South Asia is not an arbitrary collection of countries, but a remnant of a British desire for a united empire in the region. As recently as 1947, the modern country of India was made up of over 500 kingdoms, both large and small. At most major college campuses, South Asia is the byword for the ethnic and cultural organizations that represent the region. Yale has the South Asian Society (SAS)?the only major campus organization representing students from that part of the world.

Yet the unity of the organization is nothing like what the name suggests. There may not be 500 divisions within the organizations, but there are enough to have significantly weakened this group’s ability to showcase South Asian talent and leadership on campus. Splits between Indians and Pakistanis, the lack of recognition for smaller South Asian countries like Sri Lanka or Nepal, and the cultural divide between South Asian Americans and their native counterparts make fragmentation seem almost inevitable.

This inevitability has led many members of such societies, including those at Yale, to seek separation of South Asian organizations into smaller parts. Each racial, religious, or national group, they argue, should form an organization exclusive to members of the same origin. On one level, this does not seem to be particularly dangerous. To its many detractors, “South Asia” has become a term associated with the unrealistic idealism of a unified continent. The region has always been wrought with division and it is only natural that separate groups of people seek out their own representation.

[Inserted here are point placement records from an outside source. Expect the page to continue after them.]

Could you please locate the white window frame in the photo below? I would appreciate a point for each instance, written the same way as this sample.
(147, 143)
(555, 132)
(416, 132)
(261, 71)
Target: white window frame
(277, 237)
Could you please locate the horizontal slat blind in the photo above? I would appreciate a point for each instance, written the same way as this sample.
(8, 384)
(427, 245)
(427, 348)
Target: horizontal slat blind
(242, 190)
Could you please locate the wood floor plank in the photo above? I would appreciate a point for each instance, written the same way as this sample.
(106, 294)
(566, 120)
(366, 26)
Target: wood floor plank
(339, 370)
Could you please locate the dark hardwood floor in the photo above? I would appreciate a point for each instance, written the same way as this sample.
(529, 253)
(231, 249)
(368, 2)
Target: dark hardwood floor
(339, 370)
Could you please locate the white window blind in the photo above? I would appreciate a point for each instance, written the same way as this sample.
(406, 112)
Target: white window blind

Beyond its surface appeal, this line of thinking is both defeatist and unimaginative. The South Asian subcontinent is by no means united, not under a single flag, currency, religion, or race. Overseas, however, the South Asian immigrant community is much too small to withstand division. These communities, whether on college campuses or in towns and cities across the country, have a responsibility to influence American society in a meaningful way. At Yale, a solely Indian or Pakistani or Bangladeshi organization will never be able to exert enough influence to do justice to their communities. Moreover, if divisions are to be made on nationality, why not on ethnic group or regional bias as well? Divide the South Asian community, and its influence will die “by a thousand cuts.”

Yet neither should Yale’s SAS become a majority-beats-all organization. It should not purport to create a unified identity for the South Asian community, but rather serve as a common organization that represents and appreciates differences. Rather than forcing a Sri Lankan to call himself a “South Asian,” have him be a Sri Lankan who is represented equally in the South Asian Society. Those who hail from the subcontinent can only influence American society by earning that influence through their actions; to be meaningful, these actions require the divided immigrants of South Asia to seek a collective voice. At Yale, the South Asian Society must become a welcoming and open forum for all interested students: a source of unity, not a place where majority politics reign.

Today, being a minority too often means listing every reason why you are different from everyone else. While it is important to be unique, it is even more imperative that differences do not lead to the division that ultimately weakens the voice of a community. That is the challenge of all communities, including South Asians, and it is a promise that must be kept.

Akash Shah is a junior in SaybrookCollege.